Had Kairi been given a free hand, it is even possible that she might have succeeded in bringing up her baby sister to be a tolerably healthy and well-adjusted young woman. But she was far too young and inexperienced to be able to combat the pernicious influence of the Zenana women, whose anxiety to curry favour with Janoo-Rani led them to make much of little Shushila, and vie with each other to pet and spoil the child.
The
Nautch
-girl's own treatment of her daughter was governed entirely by her moods. As these were unpredictable, little Shushila could never be certain if she would be received with a caress or a slap, and as a result she developed a morbid sense of insecurity which was aggravated by the fact that she admired her mother even more than she feared her, and craving as she did for her affection, the careless caresses could not compensate for the misery of being rebuffed. It was this that bred in her a passionate attachment for anything that was safe and familiar: the privacy and protection of the Zenana walls, the faces and voices of all those who peopled her small world, and the unchanging routine of each day. She had no interest in anything that lay beyond the Women's Quarters or in the world outside the Palace of the Winds, and no desire to venture there.

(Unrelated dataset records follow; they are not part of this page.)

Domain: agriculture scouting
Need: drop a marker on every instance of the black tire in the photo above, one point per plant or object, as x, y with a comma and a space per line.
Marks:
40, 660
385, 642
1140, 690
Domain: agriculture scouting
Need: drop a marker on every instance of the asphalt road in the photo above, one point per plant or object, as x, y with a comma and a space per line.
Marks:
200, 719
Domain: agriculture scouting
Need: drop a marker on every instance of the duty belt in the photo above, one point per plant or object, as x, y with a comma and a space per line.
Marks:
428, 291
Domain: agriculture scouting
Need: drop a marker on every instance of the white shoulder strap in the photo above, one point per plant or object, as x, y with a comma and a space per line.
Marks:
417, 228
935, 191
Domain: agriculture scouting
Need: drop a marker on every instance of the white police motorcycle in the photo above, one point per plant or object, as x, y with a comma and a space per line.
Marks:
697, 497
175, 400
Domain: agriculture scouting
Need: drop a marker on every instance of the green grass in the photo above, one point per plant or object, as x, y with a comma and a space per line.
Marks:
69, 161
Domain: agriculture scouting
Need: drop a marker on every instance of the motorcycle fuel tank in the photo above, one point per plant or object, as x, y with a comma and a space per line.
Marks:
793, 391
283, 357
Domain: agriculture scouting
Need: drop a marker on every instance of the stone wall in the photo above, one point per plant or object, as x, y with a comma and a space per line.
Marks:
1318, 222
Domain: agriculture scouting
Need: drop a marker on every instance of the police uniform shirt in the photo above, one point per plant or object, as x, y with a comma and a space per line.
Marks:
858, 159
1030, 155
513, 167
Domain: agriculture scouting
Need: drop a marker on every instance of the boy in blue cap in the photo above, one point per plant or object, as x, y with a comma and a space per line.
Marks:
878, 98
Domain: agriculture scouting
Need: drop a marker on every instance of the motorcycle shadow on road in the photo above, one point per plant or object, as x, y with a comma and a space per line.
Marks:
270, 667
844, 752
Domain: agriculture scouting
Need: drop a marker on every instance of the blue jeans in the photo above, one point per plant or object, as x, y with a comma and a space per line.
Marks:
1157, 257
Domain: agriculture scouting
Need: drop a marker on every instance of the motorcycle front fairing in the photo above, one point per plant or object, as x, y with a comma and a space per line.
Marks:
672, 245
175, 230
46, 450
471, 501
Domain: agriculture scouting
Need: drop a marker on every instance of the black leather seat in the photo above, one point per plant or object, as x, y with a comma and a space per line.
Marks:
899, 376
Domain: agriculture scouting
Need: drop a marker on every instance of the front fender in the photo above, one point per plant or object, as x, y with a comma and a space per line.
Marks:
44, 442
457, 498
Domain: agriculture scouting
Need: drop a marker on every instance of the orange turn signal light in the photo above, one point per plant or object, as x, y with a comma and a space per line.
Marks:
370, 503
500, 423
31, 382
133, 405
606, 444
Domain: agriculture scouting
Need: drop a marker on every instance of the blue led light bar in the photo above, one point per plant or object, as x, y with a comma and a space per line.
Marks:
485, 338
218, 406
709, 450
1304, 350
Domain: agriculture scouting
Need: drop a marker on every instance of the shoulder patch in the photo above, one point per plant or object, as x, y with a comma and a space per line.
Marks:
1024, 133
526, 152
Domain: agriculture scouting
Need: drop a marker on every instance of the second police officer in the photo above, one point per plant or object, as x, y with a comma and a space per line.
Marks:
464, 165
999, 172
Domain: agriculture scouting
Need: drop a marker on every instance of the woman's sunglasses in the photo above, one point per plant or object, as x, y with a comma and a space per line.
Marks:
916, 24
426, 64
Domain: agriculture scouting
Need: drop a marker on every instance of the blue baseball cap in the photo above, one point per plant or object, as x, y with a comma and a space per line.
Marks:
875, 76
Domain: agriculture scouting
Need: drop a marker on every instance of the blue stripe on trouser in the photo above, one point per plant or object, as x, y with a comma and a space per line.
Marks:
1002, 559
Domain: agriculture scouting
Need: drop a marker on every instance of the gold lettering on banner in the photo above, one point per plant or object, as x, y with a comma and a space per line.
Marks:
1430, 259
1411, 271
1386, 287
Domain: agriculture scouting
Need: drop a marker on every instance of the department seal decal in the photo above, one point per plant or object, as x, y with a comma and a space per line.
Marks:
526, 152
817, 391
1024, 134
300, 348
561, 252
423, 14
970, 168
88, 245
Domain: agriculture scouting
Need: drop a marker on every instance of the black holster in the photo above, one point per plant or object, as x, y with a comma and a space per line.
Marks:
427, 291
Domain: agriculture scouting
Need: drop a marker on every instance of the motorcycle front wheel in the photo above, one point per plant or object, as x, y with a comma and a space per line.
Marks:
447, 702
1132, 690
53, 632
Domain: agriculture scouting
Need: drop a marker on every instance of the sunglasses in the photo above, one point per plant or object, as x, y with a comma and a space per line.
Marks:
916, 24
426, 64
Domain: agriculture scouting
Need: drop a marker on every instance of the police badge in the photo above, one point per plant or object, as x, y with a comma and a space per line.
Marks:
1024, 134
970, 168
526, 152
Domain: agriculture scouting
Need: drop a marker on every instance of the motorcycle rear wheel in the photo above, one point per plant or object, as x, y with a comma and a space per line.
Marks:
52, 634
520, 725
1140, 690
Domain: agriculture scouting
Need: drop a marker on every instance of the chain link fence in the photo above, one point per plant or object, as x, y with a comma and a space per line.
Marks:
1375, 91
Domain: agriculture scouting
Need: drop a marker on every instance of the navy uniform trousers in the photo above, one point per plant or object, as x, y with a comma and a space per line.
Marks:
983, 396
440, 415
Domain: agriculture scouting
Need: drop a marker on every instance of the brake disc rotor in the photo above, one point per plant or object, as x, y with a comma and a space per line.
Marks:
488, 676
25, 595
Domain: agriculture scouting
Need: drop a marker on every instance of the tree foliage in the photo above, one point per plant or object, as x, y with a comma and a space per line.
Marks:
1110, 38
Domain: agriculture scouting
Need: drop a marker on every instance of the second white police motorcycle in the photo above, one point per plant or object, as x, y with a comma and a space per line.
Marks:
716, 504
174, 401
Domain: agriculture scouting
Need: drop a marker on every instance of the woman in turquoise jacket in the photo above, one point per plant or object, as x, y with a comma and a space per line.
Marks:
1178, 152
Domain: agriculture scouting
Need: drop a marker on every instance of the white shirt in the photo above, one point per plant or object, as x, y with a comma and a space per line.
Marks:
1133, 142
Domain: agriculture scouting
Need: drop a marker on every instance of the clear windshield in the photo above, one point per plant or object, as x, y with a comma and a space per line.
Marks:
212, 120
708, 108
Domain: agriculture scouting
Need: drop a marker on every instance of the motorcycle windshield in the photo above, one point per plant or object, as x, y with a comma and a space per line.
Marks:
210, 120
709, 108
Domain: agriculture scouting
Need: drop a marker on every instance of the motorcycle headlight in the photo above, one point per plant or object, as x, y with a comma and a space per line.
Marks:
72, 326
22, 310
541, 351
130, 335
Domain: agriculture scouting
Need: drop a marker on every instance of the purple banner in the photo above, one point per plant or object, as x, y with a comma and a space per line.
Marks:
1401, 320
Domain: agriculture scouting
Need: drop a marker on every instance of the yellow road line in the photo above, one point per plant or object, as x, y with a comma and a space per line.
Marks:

Kairi, who had watched her grow up, was aware of this, and perceptive enough to divine the reason for it, though Shushila herself would never have been able to put it into words, even supposing she had recognized the forces that drove her, which she did not. She was not given to analysing her emotions, any more than the women who pandered to them and by doing so encouraged her to be hysterical and selfish. It was only Kairi-Bai, made wise by harsh experience, who came to realize that her little sister's headaches and the attacks of nervous hysteria that caused so much anxiety in the Zenana were largely imaginary and always self-induced; and that these, together with her fear of the unfamiliar and her high-handed treatment of servants and the humbler members of the Zenana who were incapable of retaliation, were a form of revenge for the lack of interest that her fascinating and imperious mother showed towards her.